I think it might be too serious a penalty, but if Ray Rice can never pay football again, he certainly can't complain an injustice has been done. Part of confessing and submitting to discipline is the loss of control. It comes with the territory and if Ray Rice is the kind of otherwise stand-up guy everyone seemed to think he was six months ago, then he'll be prepared to do just that - even if he disagrees with the punishment.

We have to send the right message to our children. Our sons and daughters need to know what to expect and how to act in a relationship. Too many young men think it's ok to dominate their partner and too many women agree. Part of the reason I'm happy to have this ongoing public conversation is simply because it needs to be had. If this allows even one person to question their own abusive relationship, it's worth it. Yes, it's unfair that the Rice's private pain needs to be so public, but this is just the kind of public service to combat domestic violence Rice claimed to want to dedicate his life to doing. It's a worthy uncomfortableness.

At the same time, it really feels like we're throwing Ray Rice away. His team - the only team he's ever played for, the team that stood ready to back him up - has tossed him away. The league has made him a pariah, the media is portraying him as essentially worthless. As much as I want my daughter to know what to expect from a partner (and how to treat one), I also want her to know that when she makes mistakes, even big, giant, public, unconscionable mistakes, that her family will stand beside her. We may not shelter her from the consequences, but we'll walk with her through them.

Right now, no one wants to be anywhere near Ray Rice - and that's going to be bad. It'll be bad for him, for his wife and daughter, their extended families. It's bad for his teammates and for society at large.

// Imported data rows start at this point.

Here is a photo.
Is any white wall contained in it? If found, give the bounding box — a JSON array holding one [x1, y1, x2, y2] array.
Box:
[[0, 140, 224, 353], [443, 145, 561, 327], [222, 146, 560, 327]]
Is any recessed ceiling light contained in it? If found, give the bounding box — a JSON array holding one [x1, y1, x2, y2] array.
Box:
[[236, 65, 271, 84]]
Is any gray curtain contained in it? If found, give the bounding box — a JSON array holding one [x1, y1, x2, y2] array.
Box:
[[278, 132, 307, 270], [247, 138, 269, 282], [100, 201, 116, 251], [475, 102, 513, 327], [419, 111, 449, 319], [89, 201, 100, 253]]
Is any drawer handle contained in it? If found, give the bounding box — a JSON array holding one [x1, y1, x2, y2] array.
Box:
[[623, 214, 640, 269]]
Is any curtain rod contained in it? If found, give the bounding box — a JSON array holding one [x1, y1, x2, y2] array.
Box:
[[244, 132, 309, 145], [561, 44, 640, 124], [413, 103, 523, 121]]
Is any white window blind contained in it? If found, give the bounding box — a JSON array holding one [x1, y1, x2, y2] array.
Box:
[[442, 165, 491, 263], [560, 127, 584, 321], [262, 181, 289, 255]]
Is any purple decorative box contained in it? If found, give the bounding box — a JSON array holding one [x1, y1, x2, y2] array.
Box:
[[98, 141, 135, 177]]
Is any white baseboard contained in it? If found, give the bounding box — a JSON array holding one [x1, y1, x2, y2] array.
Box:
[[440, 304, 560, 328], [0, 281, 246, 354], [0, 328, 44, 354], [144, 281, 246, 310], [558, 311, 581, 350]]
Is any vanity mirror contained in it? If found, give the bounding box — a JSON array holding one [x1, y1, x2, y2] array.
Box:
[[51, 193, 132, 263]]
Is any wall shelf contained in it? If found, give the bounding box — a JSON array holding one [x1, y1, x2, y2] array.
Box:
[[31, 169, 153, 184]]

We've become such a throw away culture that the air of disposableness extends to people. Our celebrities are fictional - they are personas, specifically created to tell a story and make money. We don't really know the people we so desperately want to know. This makes them easier to throw away. If Ray Rice is never on TV on Sunday or on Jimmy Fallon's couch, is easy to believe he no longer exists.

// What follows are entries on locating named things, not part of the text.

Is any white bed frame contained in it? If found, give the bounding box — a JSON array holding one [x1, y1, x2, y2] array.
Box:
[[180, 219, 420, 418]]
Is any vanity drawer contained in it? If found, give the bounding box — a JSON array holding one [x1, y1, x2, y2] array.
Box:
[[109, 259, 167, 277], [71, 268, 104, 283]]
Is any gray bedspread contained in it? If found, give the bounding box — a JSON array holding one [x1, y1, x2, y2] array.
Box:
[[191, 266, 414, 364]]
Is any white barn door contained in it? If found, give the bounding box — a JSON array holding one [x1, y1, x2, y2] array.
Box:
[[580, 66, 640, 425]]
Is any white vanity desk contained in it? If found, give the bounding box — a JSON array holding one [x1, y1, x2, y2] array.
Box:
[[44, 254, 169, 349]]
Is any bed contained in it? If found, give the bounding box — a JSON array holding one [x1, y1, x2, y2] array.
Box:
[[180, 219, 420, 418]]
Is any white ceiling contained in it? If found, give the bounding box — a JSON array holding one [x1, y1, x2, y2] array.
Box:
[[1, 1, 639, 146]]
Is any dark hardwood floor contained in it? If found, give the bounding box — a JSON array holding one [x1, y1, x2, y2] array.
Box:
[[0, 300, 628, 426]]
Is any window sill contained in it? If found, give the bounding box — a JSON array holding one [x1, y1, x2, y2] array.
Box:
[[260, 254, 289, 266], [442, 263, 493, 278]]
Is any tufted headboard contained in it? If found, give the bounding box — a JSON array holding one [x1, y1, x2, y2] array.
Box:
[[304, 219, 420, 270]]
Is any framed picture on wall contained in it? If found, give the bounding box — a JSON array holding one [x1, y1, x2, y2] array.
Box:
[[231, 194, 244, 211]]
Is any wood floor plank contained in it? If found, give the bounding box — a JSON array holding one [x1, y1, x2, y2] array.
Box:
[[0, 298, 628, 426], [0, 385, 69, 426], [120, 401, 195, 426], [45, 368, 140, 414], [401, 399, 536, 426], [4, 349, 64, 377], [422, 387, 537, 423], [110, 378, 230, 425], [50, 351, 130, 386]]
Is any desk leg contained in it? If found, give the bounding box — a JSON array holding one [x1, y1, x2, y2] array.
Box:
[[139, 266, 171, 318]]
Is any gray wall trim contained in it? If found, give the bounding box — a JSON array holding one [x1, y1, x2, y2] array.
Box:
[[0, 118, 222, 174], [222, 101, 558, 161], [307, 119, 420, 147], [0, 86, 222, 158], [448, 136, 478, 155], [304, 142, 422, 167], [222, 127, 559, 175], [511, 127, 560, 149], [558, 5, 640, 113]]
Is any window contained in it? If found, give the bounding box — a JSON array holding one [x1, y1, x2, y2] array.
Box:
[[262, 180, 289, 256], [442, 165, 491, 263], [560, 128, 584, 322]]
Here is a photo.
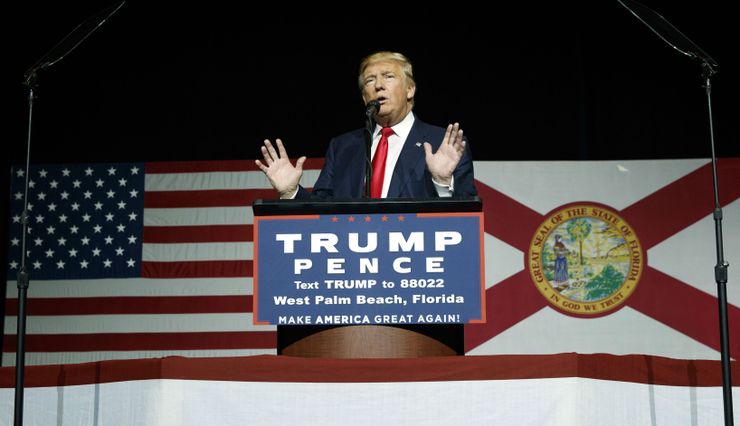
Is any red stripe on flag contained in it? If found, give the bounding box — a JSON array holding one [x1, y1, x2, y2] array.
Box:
[[475, 181, 544, 253], [146, 158, 324, 174], [3, 331, 277, 353], [465, 270, 547, 352], [5, 295, 252, 315], [144, 189, 277, 209], [627, 267, 740, 357], [141, 260, 252, 278], [143, 225, 253, 244]]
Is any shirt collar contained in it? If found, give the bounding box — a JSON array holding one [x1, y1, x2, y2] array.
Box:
[[373, 111, 415, 141]]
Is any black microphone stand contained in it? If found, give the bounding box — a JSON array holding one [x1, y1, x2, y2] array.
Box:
[[617, 0, 734, 426], [702, 61, 734, 426], [13, 0, 126, 426]]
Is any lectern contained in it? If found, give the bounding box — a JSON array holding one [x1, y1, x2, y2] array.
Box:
[[252, 197, 485, 358]]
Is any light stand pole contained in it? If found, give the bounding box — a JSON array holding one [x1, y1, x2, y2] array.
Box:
[[617, 0, 734, 426], [13, 0, 126, 426]]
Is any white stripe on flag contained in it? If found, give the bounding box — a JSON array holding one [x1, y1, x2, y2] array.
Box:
[[144, 206, 254, 226], [141, 242, 253, 262], [5, 313, 276, 335], [5, 277, 252, 299], [2, 349, 276, 366], [144, 169, 320, 192]]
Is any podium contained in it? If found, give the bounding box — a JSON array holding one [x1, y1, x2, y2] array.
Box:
[[252, 197, 485, 358]]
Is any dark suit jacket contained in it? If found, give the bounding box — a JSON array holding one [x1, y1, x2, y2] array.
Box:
[[296, 117, 476, 199]]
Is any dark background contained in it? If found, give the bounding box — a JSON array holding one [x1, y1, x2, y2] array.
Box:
[[0, 0, 740, 344], [3, 0, 740, 162]]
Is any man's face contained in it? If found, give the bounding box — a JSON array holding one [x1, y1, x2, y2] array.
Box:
[[362, 61, 416, 126]]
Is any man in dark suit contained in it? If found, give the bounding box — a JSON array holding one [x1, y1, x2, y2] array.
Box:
[[256, 51, 476, 199], [256, 51, 476, 357]]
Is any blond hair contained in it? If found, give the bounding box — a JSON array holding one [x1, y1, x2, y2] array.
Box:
[[357, 50, 416, 98]]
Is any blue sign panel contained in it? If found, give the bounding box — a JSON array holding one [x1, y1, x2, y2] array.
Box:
[[253, 213, 485, 325]]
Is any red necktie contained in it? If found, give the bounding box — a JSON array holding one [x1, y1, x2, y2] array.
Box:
[[370, 127, 393, 198]]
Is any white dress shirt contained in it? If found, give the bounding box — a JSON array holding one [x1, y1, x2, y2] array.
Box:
[[370, 112, 454, 198]]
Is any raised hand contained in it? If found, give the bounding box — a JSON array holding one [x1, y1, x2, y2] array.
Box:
[[255, 139, 306, 198], [424, 123, 465, 185]]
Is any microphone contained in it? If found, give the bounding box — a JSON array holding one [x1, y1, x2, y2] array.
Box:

When an NFL player is caught using drugs - not PEDs, but real drugs - when an NFL player has a problem with addiction, be it alcohol, cocaine, or painkillers, the league provides a ridiculously comprehensive treatment plan. They do everything they can to show the player, despite the suspension and loss of income, that they actually care about their well being (the sincerity of that care is a topic for another day - cough, cough, concussions).

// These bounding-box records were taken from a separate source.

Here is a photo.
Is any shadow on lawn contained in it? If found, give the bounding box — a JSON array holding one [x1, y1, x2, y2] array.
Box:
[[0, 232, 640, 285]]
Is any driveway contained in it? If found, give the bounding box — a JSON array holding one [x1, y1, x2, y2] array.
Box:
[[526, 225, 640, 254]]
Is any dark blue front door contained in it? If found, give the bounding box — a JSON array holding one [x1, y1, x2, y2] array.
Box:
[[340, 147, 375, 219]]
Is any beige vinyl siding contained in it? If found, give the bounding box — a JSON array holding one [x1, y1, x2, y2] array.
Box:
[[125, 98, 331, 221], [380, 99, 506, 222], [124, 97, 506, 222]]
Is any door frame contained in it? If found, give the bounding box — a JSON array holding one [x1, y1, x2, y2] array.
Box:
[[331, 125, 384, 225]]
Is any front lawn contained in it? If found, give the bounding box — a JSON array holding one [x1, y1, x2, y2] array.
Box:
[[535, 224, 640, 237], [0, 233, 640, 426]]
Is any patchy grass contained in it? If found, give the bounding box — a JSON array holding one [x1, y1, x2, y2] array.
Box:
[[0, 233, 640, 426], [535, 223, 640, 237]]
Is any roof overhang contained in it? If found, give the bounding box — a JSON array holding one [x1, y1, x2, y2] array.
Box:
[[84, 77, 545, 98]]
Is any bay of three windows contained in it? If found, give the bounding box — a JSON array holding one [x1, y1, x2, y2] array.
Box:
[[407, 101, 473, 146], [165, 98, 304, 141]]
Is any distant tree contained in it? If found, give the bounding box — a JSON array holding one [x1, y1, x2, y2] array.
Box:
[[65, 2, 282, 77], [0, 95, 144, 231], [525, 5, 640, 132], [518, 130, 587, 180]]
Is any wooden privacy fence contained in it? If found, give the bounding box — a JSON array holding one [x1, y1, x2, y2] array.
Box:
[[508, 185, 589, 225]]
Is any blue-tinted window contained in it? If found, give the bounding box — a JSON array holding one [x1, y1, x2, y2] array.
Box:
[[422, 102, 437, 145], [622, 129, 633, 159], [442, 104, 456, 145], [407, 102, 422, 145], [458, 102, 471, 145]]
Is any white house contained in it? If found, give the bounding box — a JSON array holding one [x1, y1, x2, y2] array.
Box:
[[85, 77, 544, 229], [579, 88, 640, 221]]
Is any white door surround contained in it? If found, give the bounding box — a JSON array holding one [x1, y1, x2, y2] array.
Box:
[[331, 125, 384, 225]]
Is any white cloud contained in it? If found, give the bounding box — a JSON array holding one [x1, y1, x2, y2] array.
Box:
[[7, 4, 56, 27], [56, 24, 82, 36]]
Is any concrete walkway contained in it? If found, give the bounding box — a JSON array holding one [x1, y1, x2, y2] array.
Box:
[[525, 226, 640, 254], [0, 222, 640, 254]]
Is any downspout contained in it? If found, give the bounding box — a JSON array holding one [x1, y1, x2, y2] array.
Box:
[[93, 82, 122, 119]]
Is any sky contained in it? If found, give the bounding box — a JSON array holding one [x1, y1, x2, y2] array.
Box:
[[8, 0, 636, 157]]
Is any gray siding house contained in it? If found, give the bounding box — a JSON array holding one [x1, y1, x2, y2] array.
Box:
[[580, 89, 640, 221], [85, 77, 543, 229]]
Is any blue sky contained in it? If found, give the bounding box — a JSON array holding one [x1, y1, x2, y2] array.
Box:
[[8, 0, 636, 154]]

Maybe the league will take similar action with Rice. Perhaps they will, once the PR storm dies down, come alongside him and his family, provide counseling, accountability, education, and a path to redemption. If so, then why not make that clear from the get go? They haven't even talked about supplying help to Rice's wife. If she wants to get out of this relationship, it'll mean heavy court costs and a vastly different lifestyle than the one she's become accustomed to. An abused wife doesn't face a fair fight against a rich and famous husband - at the very least the NFL could be on her side.

Ray Rice can't be thrown away, because Ray Rice is human. If Ray Rice can be thrown away, then I could be thrown away, or you or your son or my daughter. As easy as it is to rationalize, we can't simply ignore, eliminate, or otherwise forget the people we can't deal with. We have to live with each other, we just do.

If I'm a man, struggling with my conscience over the way I treat my wife or my kids, what about this incident would make me seek help? I think it would do exactly the opposite. When the result of confession is condemnation and retribution, you'll have no more confession. Forgiveness does not equate to forgetting, to letting someone off the hook. Consequences are consequences - and, quite frankly, it's easier to make sure they're faced when the person in question believes you have their best interest at heart.

It's real easy to try and satisfy our anger and the injustice of the moment by sacrificing the guilty party - that just doesn't help anyone. Doing something simply because it makes us feel better is a terribly selfish way to act.

I think we cling to condemnation as a way on insulating ourselves. We refuse to admit that we're capable - given different circumstances or opportunities - of doing the awful things we see on the news. Because we flee from that admission so readily and so easily, we have to prove people like "them" are somehow different than people like me.

They're not. They're us.

The only way we can truly tackle huge problems like domestic violence and uncontrolled anger, is to do so together. There are no good people and bad people; there's just people. We do awful things sometimes. We do awful things a lot of the time. We're people. It's not a reason and it's not an excuse, but it is a reality - and we have to deal with it.

Thursday, September 04, 2014

Forgotten Tragedy

Fall is in the air. Tomorrow is supposed to be the last AC-day of the summer around here and professional football arrives this weekend. It's the time each year when I'm ready to admit that the catastrophe of US race-relations reached it's absolute nadir in our treatment of African-Americans - then the NFL kicks off and I'm snapped back into reality.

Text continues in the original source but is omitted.